Lizzie called the next afternoon, the noise on the line unbearable, then perfectly clear. “Are you out of your mind,” she said.
Miller wasn’t sure she wanted an answer. Besides, maybe he was out of his mind.
“I saw her on TV,” Lizzie said, “crying with those kids.”
“The vigil,” Miller said.
“Right,’ Lizzie said. “But you’re supposed to be gone already.”
“The vigil was good for her,” Miller said.
“No it wasn’t,” Lizzie said. “You don’t know what’s good for her.”
He knew more than Lizzie did, since he was with Carleen, since he’d been to dozens of massacres. But he understood why she was upset. He was upset, too — if Carleen had been on TV, Connor might know where they were now.
“I ran into a therapist last night,” he said, “from Scarborough. Carleen’s seeing her right now.”
“Good,” Lizzie said. “But then you have to leave — okay?”
They were hosting an animal session the next day.
“I know you’re not trying to hurt her,” Lizzie said. “But what you’re doing is wrong. You don’t have to be there. Carleen doesn’t have to be there.”
“We do have to be here,” Miller said.
“You don’t,” Lizzie said. “And you don’t know the damage you’re doing.”
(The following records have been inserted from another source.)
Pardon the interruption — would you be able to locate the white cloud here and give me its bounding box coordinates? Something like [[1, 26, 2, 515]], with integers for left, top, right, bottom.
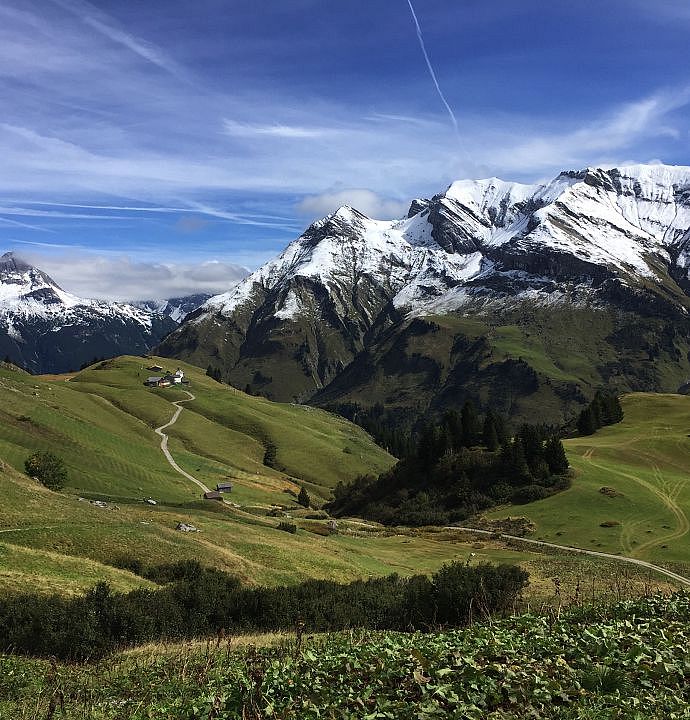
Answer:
[[223, 118, 337, 139], [16, 247, 249, 300], [297, 188, 410, 220]]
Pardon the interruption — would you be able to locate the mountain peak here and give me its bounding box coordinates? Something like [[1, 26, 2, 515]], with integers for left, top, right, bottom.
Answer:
[[0, 250, 35, 277]]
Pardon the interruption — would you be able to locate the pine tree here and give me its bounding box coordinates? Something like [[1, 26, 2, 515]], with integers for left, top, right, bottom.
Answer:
[[460, 400, 482, 447], [577, 405, 597, 435], [544, 435, 568, 475], [482, 410, 499, 452]]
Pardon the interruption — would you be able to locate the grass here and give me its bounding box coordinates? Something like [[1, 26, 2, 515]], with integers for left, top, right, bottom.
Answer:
[[0, 357, 688, 603], [489, 393, 690, 572], [0, 595, 690, 720]]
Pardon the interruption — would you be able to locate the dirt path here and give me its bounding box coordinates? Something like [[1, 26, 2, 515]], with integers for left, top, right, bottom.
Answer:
[[444, 526, 690, 587], [0, 525, 58, 533], [156, 390, 210, 492], [587, 457, 690, 555]]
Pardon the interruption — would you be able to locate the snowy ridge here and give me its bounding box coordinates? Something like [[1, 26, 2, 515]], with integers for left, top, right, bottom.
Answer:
[[0, 253, 151, 335], [194, 165, 690, 323]]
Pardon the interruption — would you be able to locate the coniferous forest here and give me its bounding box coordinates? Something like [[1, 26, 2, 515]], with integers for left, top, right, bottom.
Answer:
[[328, 395, 580, 526]]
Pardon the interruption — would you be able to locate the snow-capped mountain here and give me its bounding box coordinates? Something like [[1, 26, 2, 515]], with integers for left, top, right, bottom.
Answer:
[[157, 165, 690, 424], [0, 253, 176, 372], [131, 293, 211, 323]]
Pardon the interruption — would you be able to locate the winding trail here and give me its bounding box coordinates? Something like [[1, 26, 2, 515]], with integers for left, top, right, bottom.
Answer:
[[156, 390, 211, 492], [582, 451, 690, 555], [443, 525, 690, 587]]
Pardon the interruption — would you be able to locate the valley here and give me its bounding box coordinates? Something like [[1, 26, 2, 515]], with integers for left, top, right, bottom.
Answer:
[[0, 356, 690, 602]]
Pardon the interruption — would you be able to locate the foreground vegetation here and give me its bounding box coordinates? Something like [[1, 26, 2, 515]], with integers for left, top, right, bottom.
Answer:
[[0, 595, 690, 720], [0, 562, 528, 660]]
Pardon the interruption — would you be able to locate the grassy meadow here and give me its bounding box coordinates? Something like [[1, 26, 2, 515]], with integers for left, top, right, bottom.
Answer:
[[488, 393, 690, 572], [0, 357, 690, 603]]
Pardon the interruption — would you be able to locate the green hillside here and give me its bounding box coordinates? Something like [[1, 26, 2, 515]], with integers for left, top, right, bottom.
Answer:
[[0, 357, 538, 593], [0, 357, 683, 600], [488, 393, 690, 571]]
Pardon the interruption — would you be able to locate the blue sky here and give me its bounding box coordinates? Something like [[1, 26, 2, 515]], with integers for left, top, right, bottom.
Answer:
[[0, 0, 690, 298]]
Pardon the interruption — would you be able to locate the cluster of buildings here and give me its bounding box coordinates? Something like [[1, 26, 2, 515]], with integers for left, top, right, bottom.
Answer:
[[144, 365, 189, 387]]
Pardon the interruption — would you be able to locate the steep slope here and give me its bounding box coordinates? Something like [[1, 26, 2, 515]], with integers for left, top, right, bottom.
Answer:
[[160, 166, 690, 422], [131, 293, 211, 323], [0, 253, 176, 373]]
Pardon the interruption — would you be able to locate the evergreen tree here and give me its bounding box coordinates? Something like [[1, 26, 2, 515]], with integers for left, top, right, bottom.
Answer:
[[443, 410, 462, 452], [577, 405, 598, 435], [544, 435, 568, 475], [482, 410, 500, 452], [297, 485, 311, 508], [460, 400, 482, 447]]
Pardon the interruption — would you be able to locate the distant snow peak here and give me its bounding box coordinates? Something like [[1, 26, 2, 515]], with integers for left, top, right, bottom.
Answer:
[[195, 165, 690, 322]]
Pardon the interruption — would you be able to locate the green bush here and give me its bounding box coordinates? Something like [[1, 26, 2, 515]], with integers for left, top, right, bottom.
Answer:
[[24, 452, 67, 490]]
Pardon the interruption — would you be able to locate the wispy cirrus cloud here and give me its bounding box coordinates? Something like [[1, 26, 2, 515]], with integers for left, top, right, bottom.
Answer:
[[50, 0, 189, 80], [16, 250, 248, 301], [0, 0, 690, 284]]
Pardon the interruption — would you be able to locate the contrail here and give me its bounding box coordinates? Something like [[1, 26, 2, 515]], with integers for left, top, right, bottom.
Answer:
[[407, 0, 458, 133]]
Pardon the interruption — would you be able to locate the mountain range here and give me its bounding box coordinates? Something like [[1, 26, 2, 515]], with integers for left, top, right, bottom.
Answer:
[[0, 253, 204, 373], [158, 165, 690, 423]]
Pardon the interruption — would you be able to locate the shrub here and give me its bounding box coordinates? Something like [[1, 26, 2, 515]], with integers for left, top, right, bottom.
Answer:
[[24, 452, 67, 490], [297, 485, 311, 507]]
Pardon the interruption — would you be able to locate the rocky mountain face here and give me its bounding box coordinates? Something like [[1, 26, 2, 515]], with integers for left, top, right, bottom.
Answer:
[[159, 165, 690, 422], [131, 293, 211, 323], [0, 253, 177, 373]]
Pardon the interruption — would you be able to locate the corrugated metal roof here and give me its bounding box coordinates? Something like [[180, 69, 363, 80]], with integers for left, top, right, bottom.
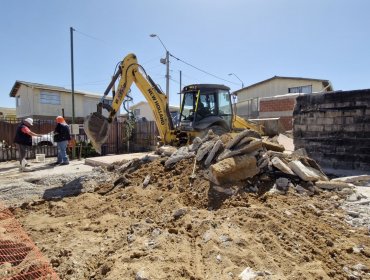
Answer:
[[9, 80, 104, 97], [234, 76, 333, 95]]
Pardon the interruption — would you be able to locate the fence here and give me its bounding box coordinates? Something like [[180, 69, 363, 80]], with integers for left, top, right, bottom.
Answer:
[[0, 119, 159, 162], [0, 203, 59, 280]]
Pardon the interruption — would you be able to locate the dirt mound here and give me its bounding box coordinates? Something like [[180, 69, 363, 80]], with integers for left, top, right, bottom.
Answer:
[[13, 154, 370, 279]]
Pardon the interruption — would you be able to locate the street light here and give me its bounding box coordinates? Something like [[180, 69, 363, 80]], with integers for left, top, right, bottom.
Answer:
[[150, 34, 170, 104], [229, 73, 244, 88]]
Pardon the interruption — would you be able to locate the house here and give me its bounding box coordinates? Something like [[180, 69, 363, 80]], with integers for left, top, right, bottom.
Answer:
[[234, 76, 333, 118], [0, 107, 16, 120], [9, 81, 112, 121], [122, 101, 180, 121], [234, 76, 333, 130]]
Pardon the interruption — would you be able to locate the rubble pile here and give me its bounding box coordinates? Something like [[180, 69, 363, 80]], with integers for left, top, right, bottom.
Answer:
[[158, 130, 336, 194]]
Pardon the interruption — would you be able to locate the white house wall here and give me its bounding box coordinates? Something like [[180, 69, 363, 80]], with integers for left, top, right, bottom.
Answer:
[[15, 85, 108, 118], [15, 85, 34, 118], [238, 79, 323, 102]]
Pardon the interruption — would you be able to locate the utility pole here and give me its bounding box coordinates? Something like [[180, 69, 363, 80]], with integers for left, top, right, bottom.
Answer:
[[180, 70, 182, 108], [149, 34, 170, 104], [69, 27, 76, 159]]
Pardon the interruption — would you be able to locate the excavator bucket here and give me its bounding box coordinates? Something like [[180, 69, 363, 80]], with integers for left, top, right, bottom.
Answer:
[[84, 112, 110, 154]]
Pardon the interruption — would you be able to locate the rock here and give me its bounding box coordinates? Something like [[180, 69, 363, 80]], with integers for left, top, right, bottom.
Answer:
[[143, 175, 150, 188], [276, 134, 294, 152], [217, 138, 262, 161], [225, 129, 261, 150], [195, 137, 219, 161], [156, 145, 177, 157], [164, 147, 195, 167], [189, 137, 202, 152], [288, 160, 323, 182], [353, 263, 370, 272], [239, 267, 258, 280], [262, 140, 285, 152], [275, 177, 290, 192], [204, 140, 222, 166], [135, 269, 150, 280], [292, 148, 308, 158], [271, 157, 295, 175], [331, 175, 370, 185], [172, 208, 187, 220], [210, 155, 259, 185], [315, 181, 350, 190]]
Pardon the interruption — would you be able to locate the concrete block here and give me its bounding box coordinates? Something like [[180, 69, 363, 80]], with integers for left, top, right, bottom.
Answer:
[[210, 155, 260, 185], [288, 160, 321, 182], [315, 181, 352, 190], [271, 157, 295, 175]]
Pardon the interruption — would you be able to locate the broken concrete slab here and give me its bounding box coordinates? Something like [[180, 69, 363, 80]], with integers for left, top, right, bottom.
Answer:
[[271, 157, 295, 175], [276, 133, 294, 153], [225, 129, 261, 149], [262, 139, 284, 152], [217, 138, 262, 161], [164, 147, 195, 167], [210, 155, 260, 185], [85, 152, 153, 166], [332, 175, 370, 183], [195, 137, 222, 161], [315, 181, 351, 190], [204, 140, 223, 166], [156, 145, 177, 157], [288, 160, 325, 182]]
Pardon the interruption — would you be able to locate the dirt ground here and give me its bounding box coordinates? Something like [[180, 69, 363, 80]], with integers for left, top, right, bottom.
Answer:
[[0, 156, 370, 279]]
“There’s nowhere to go,” Miller said.
“There’s everywhere,” Lizzie said, “anywhere,” and Miller said, “We’re safe here.”
“You’re traumatizing her,” Lizzie said.
As if she wasn’t already traumatized. As if they all weren’t.
“Please,” Lizzie said through the rising, whistling static. “Do this for me.”
He didn’t know how to say no to her. He never had.
And maybe she was right, that leaving would be best. But the next day, two hundred people showed up in Father Mike’s basement to hold twenty-seven cats and dogs. Miller made phone calls, coordinated survivors to drive to Kansas City and St. Louis the next day to haul more animals to Marquette, enough for everyone.
Lizzie called that night. “You’re still there,” she said, but she sounded resigned, beaten.
“Let me tell her about the animals,” Carleen said.
“Why won’t you do what I ask you to do,” Lizzie said.
Miller handed Carleen the phone. “No, Mom,” she said. “We do have to be here.”
But now they would leave, tomorrow, at least for a little while. They walked through the pioneer village, with its jail and bakery and blacksmith shop. They hadn’t heard from Lizzie in days. Maybe she was calming herself, getting used to the idea of Carleen being here. There was no way she could understand what they were going through. Miller drove to Marquette, looking for Heffner everywhere. He dropped Carleen at Fiona’s, kissed her goodbye, and drove back through the massacre. He couldn’t bear the thought of going to the motorhome alone.